We could also experience financial or other setbacks if transactions encounter unanticipated problems, including problems related to governmental approval, execution, integration or underperformance relative to prior expectations. Acquisitions may not result in long-term benefits to us, and we cannot guarantee that we will be able to fully recover the costs of such acquisitions or that we will be successful in further developing the acquired business in the manner we anticipated. We may encounter difficult or unforeseen expenditures in integrating an acquisition, particularly if we cannot retain the key personnel of the acquired company.
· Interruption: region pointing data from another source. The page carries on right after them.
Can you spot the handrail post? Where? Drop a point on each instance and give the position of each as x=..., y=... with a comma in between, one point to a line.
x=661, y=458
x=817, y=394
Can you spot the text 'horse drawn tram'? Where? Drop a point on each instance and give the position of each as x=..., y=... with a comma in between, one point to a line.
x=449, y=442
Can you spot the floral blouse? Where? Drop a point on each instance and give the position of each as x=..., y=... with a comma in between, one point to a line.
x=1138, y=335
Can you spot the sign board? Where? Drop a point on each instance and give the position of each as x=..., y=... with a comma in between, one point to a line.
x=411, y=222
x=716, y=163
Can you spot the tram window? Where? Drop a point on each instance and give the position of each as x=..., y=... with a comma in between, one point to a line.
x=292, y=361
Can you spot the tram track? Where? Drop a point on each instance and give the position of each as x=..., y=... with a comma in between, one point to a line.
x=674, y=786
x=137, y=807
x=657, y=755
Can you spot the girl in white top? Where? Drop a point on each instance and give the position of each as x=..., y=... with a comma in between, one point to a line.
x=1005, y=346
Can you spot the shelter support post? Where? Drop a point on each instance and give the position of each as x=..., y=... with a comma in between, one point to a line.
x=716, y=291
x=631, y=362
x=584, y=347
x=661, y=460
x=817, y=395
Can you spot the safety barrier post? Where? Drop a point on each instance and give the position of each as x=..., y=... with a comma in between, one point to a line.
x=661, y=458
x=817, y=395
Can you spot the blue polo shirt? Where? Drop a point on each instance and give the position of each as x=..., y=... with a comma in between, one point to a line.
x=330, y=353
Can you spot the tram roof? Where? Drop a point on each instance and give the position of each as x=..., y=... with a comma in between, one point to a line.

In addition, if we fail to successfully integrate such acquisitions, or the assets, technologies, or personnel associated with such acquisitions, into our company, the business and results of operations of the combined company would be adversely affected.

 

We may also experience unanticipated difficulties identifying suitable or attractive acquisition candidates that are available for purchase at reasonable prices and that meet our objectives. The identification of suitable acquisition candidates can be difficult, time-consuming, and costly, and we may not consummate acquisitions successfully that we target in the future. Even if we are able to identify such candidates, we may be unable to consummate an acquisition on suitable terms or in the face of competition from other bidders. We also cannot predict the number, timing, or size of any future acquisitions or the effect that any such transactions might have on our operating results.